Re: stored proc and inserting hundreds of thousands of rows

Поиск
Список
Период
Сортировка
От Samuel Gendler
Тема Re: stored proc and inserting hundreds of thousands of rows
Дата
Msg-id BANLkTi=ML2MbgEP-pRdAsHaCFp9s3w+DWA@mail.gmail.com
обсуждение исходный текст
Ответ на Re: stored proc and inserting hundreds of thousands of rows  (Jeff Janes <jeff.janes@gmail.com>)
Ответы Re: stored proc and inserting hundreds of thousands of rows
Список pgsql-performance


On Sat, Apr 30, 2011 at 5:12 PM, Jeff Janes <jeff.janes@gmail.com> wrote:


gist indices are designed to make this type of thing fast, by using
techniques to rule out most of those comparisons without actually
performing them.  I don't know enough about the
guts of either your distance function or the gist indexes to know if
you can do it this way, but if you can it would certainly be the way
to go.

It is definitely a good idea to consider a gist index for eliminating most of a large dataset, if applicable.  Do a little reading on the topic and, hopefully, it's applicability (or not) will become apparent.

However, as someone who has built a number of ad servers over the years, for several of the larger ad networks, the first thing I'd do is separate your ad serving from real-time interaction with your database, no matter what the underlying technology.  If you ad serving is dependent on your database, it means that hiccups in the database will have an impact on ad serving, which is rarely tolerable.  And god forbid you should need to take the db down for a period of maintenance. The reliability and performance required of most ad servers is often greater than what should reasonably be expected of a relational database, particularly if there are other processes accessing the database, as is the case with your system.
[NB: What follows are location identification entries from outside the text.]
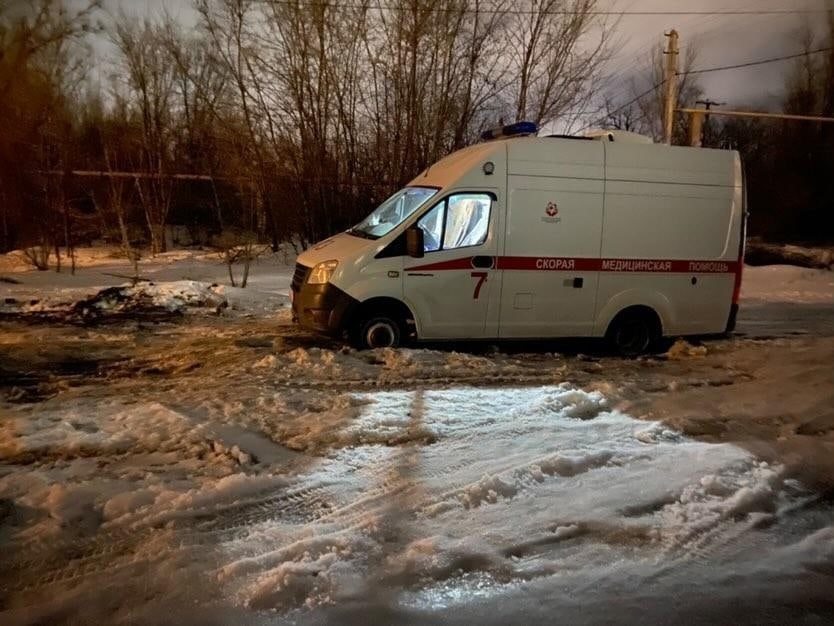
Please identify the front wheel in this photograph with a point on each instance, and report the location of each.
(378, 331)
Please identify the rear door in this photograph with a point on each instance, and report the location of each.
(453, 290)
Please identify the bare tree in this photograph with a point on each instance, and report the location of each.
(150, 74)
(557, 48)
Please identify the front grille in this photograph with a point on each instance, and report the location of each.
(299, 276)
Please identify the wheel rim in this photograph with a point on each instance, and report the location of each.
(380, 335)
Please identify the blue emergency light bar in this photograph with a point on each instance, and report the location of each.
(511, 130)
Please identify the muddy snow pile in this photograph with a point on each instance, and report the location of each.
(142, 299)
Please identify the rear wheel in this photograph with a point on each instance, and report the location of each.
(378, 331)
(633, 332)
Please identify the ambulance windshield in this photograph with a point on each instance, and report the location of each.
(393, 212)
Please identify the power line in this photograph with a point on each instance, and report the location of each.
(753, 63)
(382, 7)
(624, 106)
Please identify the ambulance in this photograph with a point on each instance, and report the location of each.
(528, 237)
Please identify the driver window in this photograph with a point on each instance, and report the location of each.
(432, 225)
(461, 220)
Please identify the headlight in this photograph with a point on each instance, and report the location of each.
(322, 272)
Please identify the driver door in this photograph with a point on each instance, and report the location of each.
(453, 289)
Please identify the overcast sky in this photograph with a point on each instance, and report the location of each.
(721, 40)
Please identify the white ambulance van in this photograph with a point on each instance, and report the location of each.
(525, 237)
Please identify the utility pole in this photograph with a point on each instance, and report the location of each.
(698, 121)
(670, 95)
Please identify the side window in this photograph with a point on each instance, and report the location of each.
(467, 220)
(461, 220)
(432, 225)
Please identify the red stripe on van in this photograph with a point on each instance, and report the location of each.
(576, 264)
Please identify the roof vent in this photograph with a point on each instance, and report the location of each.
(619, 136)
(511, 130)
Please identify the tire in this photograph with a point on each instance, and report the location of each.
(378, 331)
(632, 333)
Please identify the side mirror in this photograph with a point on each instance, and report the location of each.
(414, 244)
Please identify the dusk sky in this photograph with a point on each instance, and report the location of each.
(722, 40)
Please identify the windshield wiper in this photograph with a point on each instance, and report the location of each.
(361, 233)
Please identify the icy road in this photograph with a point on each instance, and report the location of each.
(233, 470)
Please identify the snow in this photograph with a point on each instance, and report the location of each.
(233, 469)
(787, 283)
(176, 278)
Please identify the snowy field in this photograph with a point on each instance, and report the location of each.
(221, 466)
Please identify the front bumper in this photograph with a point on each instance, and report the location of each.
(322, 308)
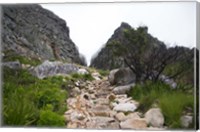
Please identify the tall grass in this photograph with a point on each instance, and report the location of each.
(25, 96)
(171, 102)
(173, 105)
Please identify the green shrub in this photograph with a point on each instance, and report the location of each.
(24, 96)
(171, 102)
(19, 110)
(21, 59)
(50, 119)
(172, 106)
(103, 72)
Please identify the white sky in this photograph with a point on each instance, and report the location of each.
(91, 25)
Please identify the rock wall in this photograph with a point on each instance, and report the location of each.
(30, 30)
(106, 58)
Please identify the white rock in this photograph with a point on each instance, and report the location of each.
(186, 121)
(134, 124)
(154, 117)
(111, 76)
(76, 91)
(125, 107)
(123, 89)
(120, 116)
(82, 71)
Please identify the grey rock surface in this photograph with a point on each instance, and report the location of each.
(48, 68)
(32, 31)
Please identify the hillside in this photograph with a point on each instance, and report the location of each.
(34, 32)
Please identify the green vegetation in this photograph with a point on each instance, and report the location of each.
(76, 76)
(10, 56)
(25, 99)
(173, 105)
(172, 102)
(103, 72)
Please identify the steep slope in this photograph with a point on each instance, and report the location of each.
(106, 59)
(30, 30)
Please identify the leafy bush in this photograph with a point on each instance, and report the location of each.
(103, 72)
(50, 119)
(24, 96)
(21, 59)
(82, 76)
(18, 110)
(172, 106)
(171, 102)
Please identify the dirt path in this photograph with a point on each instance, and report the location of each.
(94, 106)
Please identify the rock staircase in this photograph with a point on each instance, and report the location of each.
(93, 105)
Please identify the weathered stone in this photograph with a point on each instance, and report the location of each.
(134, 124)
(32, 31)
(134, 115)
(100, 110)
(72, 125)
(75, 91)
(125, 107)
(111, 97)
(122, 89)
(102, 101)
(120, 116)
(76, 115)
(48, 68)
(186, 121)
(111, 76)
(154, 117)
(168, 81)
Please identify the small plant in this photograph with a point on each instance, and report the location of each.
(50, 119)
(82, 76)
(172, 106)
(103, 72)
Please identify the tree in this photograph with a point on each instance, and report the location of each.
(146, 56)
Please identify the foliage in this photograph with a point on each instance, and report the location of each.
(10, 56)
(147, 57)
(172, 106)
(82, 76)
(50, 119)
(18, 110)
(172, 102)
(103, 72)
(24, 96)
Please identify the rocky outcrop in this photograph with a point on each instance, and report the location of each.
(154, 117)
(48, 68)
(107, 58)
(31, 31)
(121, 76)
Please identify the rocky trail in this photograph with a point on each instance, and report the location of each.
(93, 105)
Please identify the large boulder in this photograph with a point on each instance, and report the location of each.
(29, 30)
(99, 122)
(125, 107)
(48, 68)
(123, 89)
(154, 117)
(186, 121)
(122, 76)
(168, 81)
(134, 124)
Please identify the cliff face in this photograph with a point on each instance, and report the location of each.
(30, 30)
(106, 59)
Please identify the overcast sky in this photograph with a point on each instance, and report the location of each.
(91, 25)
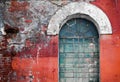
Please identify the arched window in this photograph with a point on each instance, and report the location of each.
(78, 51)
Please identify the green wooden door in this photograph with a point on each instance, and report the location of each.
(78, 52)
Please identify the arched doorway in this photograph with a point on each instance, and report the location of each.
(78, 51)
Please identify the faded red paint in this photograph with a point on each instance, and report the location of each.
(45, 66)
(110, 44)
(109, 52)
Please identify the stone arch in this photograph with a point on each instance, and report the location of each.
(82, 10)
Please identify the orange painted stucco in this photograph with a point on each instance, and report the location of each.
(46, 68)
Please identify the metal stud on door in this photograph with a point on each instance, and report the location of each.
(78, 51)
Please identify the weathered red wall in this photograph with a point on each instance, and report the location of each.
(110, 44)
(44, 68)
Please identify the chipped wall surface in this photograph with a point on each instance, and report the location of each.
(28, 54)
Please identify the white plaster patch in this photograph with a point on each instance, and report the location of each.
(91, 12)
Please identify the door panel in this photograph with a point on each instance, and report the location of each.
(78, 52)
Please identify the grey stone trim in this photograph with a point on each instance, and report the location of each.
(82, 10)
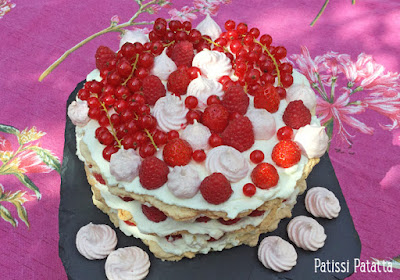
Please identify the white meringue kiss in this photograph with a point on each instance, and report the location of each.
(127, 263)
(228, 161)
(312, 140)
(322, 203)
(170, 113)
(213, 64)
(263, 122)
(183, 181)
(78, 113)
(197, 136)
(124, 165)
(306, 233)
(202, 88)
(209, 27)
(163, 66)
(277, 254)
(95, 242)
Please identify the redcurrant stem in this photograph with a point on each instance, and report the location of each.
(273, 60)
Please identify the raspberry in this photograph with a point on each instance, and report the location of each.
(296, 115)
(267, 99)
(215, 188)
(153, 214)
(235, 100)
(286, 153)
(153, 89)
(182, 53)
(215, 117)
(178, 82)
(177, 152)
(153, 173)
(265, 176)
(239, 134)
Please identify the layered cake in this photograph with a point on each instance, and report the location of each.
(196, 140)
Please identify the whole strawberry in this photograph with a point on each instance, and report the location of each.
(267, 99)
(296, 115)
(235, 100)
(182, 53)
(153, 214)
(215, 117)
(153, 173)
(215, 188)
(153, 89)
(239, 134)
(265, 176)
(178, 81)
(177, 152)
(286, 153)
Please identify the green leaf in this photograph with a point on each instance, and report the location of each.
(6, 215)
(48, 158)
(9, 129)
(28, 183)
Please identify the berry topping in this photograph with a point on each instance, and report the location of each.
(215, 188)
(153, 214)
(286, 153)
(177, 152)
(215, 117)
(296, 114)
(153, 173)
(239, 134)
(153, 89)
(235, 100)
(265, 176)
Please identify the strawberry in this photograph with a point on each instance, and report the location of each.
(265, 176)
(215, 188)
(182, 53)
(177, 152)
(235, 100)
(153, 214)
(286, 153)
(153, 173)
(178, 81)
(239, 134)
(215, 117)
(267, 99)
(105, 58)
(153, 89)
(296, 114)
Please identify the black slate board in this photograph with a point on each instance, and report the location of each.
(76, 210)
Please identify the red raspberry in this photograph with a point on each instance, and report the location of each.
(235, 100)
(153, 89)
(178, 82)
(153, 173)
(216, 189)
(105, 58)
(296, 115)
(265, 176)
(286, 153)
(239, 134)
(153, 214)
(177, 152)
(267, 99)
(182, 53)
(215, 117)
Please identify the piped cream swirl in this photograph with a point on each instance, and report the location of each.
(277, 254)
(228, 161)
(96, 242)
(129, 263)
(306, 233)
(322, 203)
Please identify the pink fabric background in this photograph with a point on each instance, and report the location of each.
(35, 33)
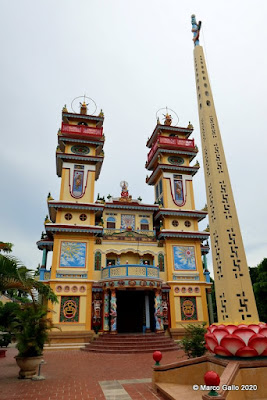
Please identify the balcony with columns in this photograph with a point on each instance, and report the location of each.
(172, 143)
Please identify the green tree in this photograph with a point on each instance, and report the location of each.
(193, 342)
(15, 276)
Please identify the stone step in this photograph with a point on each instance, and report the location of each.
(132, 346)
(128, 341)
(124, 351)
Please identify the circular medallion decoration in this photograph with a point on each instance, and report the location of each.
(175, 160)
(188, 308)
(80, 149)
(83, 217)
(69, 309)
(68, 216)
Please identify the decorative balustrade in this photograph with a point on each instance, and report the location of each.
(170, 142)
(81, 130)
(44, 275)
(109, 231)
(130, 271)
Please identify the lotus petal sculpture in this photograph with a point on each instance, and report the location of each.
(237, 340)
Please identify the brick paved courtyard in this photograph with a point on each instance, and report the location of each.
(77, 375)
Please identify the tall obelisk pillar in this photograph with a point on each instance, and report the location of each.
(234, 293)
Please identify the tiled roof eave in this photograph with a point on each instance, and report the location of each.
(185, 235)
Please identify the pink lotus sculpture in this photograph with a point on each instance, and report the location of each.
(237, 340)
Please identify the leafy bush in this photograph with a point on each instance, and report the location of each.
(193, 343)
(31, 329)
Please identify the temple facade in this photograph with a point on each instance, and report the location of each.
(120, 265)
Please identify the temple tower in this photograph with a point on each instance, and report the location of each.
(234, 294)
(176, 222)
(71, 229)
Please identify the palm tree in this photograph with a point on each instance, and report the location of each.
(14, 275)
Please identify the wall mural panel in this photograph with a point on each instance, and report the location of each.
(188, 308)
(127, 221)
(69, 309)
(178, 191)
(184, 258)
(77, 188)
(73, 254)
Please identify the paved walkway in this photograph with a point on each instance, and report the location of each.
(78, 375)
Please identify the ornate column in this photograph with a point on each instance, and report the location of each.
(210, 306)
(113, 311)
(234, 294)
(158, 311)
(106, 312)
(44, 260)
(147, 313)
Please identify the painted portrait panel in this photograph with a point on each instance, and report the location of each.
(188, 308)
(184, 258)
(77, 183)
(69, 309)
(178, 191)
(73, 254)
(127, 221)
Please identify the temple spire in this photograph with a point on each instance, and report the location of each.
(234, 294)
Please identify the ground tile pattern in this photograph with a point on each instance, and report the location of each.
(77, 375)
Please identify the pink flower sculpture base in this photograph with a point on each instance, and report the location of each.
(237, 340)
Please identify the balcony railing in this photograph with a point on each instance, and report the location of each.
(130, 271)
(44, 275)
(164, 141)
(81, 130)
(115, 232)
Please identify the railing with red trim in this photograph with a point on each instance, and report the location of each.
(165, 141)
(81, 130)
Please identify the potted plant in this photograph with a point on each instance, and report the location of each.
(31, 328)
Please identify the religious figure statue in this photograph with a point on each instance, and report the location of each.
(195, 29)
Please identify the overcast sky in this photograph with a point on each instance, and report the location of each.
(132, 57)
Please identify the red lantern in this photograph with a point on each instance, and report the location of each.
(157, 355)
(211, 378)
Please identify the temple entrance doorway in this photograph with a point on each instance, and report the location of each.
(131, 311)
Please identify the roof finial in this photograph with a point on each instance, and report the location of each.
(195, 29)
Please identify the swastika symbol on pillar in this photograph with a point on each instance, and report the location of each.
(226, 205)
(223, 304)
(243, 307)
(203, 130)
(207, 161)
(212, 125)
(217, 255)
(218, 158)
(234, 253)
(211, 203)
The first rule of ad serving is that no outage of backend systems should ever be able to prevent or impact front end ad serving. Some kind of in-memory cache of doc/ad mappings which the ad server interacts with will serve you in good stead and will be much easier to scale horizontally than most relational db architectures lend themselves to.  If you have an ever increasing set of documents and ads, you'll inevitably wind up 'sharding' your dataset across multiple db hosts in order to maintain performance - which creates a number of maintenance complexities. Easier to maintain a single database and do analytics over a single data source, but insulate it from the real-time performance requirements of your ad serving. Even something as simple as a process that pushes the most recent doc/ad mappings into a memcache instance could be sufficient - and you can scale your memcache across as many hosts as is necessary to deliver the lookup latencies that you require no matter how large the dataset.  Similarly, if you are updating the database from the ad server with each ad served in order to record an impression or click, you'll be far better off logging those and then processing the logs in bulk on a periodic basis.  If subsequent impressions are dependent upon what has already been served historically, then use your memcache instance (or whatever structure you eventually choose to utilize) to handle those lookups.  This gives you the convenience and flexibility of a relational system with SQL for access, but without the constraints of the capabilities of a single host limiting real-time performance of the system as a whole.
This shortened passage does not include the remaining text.